La signature, le 15 novembre à Doha, d’une feuille de route entre Kinshasa et le M23 ne constitue pas un accord de paix mais un repositionnement géopolitique dans la crise de l’Est congolais. Soutenue par le Qatar, les États-Unis et l’Union africaine, cette initiative vise à encadrer un cessez-le-feu fragile et à arbitrer les rivalités régionales, alors que le M23 contrôle plusieurs centres urbains stratégiques et que la dynamique militaire pourrait rapidement reprendre le dessus.
La signature, le 15 novembre à Doha, d’une feuille de route entre Kinshasa et le M23 marque moins une percée diplomatique qu’un repositionnement géostratégique dans la crise de l’Est congolais. Le Qatar, les États-Unis et l’Union africaine ont accéléré les pourparlers afin d’éviter une escalade régionale entre la RDC et le Rwanda, alors que le M23 contrôle désormais plusieurs centres urbains majeurs.
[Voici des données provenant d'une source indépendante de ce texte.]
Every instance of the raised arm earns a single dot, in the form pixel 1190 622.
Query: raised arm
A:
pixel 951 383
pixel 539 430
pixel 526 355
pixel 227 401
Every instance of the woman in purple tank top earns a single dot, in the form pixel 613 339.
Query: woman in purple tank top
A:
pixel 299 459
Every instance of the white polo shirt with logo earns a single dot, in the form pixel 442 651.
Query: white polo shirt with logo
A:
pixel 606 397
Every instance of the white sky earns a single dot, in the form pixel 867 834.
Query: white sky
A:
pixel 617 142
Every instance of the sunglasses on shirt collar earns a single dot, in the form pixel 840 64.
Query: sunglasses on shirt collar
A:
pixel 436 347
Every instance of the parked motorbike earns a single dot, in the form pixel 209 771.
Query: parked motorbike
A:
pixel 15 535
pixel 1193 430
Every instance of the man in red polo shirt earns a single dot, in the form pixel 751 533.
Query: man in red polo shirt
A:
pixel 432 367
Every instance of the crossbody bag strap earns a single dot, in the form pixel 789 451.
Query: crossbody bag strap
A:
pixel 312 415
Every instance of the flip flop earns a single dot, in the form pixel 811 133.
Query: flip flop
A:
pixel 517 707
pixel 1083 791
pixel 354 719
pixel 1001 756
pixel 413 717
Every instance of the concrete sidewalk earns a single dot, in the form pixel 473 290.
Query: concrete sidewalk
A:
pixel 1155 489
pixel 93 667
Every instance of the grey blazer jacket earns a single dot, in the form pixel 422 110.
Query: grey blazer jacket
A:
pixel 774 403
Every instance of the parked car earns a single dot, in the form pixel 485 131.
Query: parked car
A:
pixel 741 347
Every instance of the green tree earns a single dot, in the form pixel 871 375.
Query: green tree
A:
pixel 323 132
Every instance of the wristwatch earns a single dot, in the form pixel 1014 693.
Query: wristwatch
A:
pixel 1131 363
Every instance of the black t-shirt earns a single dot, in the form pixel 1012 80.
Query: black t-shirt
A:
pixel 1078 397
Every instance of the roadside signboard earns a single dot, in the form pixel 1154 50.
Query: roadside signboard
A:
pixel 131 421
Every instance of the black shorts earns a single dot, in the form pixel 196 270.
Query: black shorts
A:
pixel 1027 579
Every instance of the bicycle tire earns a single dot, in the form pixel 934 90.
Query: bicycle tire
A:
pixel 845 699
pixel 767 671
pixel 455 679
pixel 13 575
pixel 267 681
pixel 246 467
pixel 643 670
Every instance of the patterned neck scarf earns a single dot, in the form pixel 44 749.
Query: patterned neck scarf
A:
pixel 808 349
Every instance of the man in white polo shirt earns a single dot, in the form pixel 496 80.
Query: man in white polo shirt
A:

Le document n’est pas un accord de paix : aucune obligation juridique, aucun cessez-le-feu réel, aucune concession sans garantie. Pour le M23, il s’agit d’un espace politique pour légitimer sa présence territoriale, voire son rôle futur dans la gouvernance locale. Pour Kinshasa, c’est un moyen d’éviter une rupture totale avec ses partenaires occidentaux tout en maintenant la pression internationale sur Kigali.
Washington, très présent dans les négociations, cherche à contenir un conflit qui menace la stabilité régionale, mais aussi les corridors économiques et miniers stratégiques dans les Grands Lacs.
Derrière les chapitres techniques cessez-le-feu, DDR, retour des déplacés, justice se dessine une lutte d’influence. Le mécanisme de surveillance du cessez-le-feu, paritaire, place Kinshasa et le M23 sur un pied d’égalité symbolique, ce que le gouvernement congolais redoutait.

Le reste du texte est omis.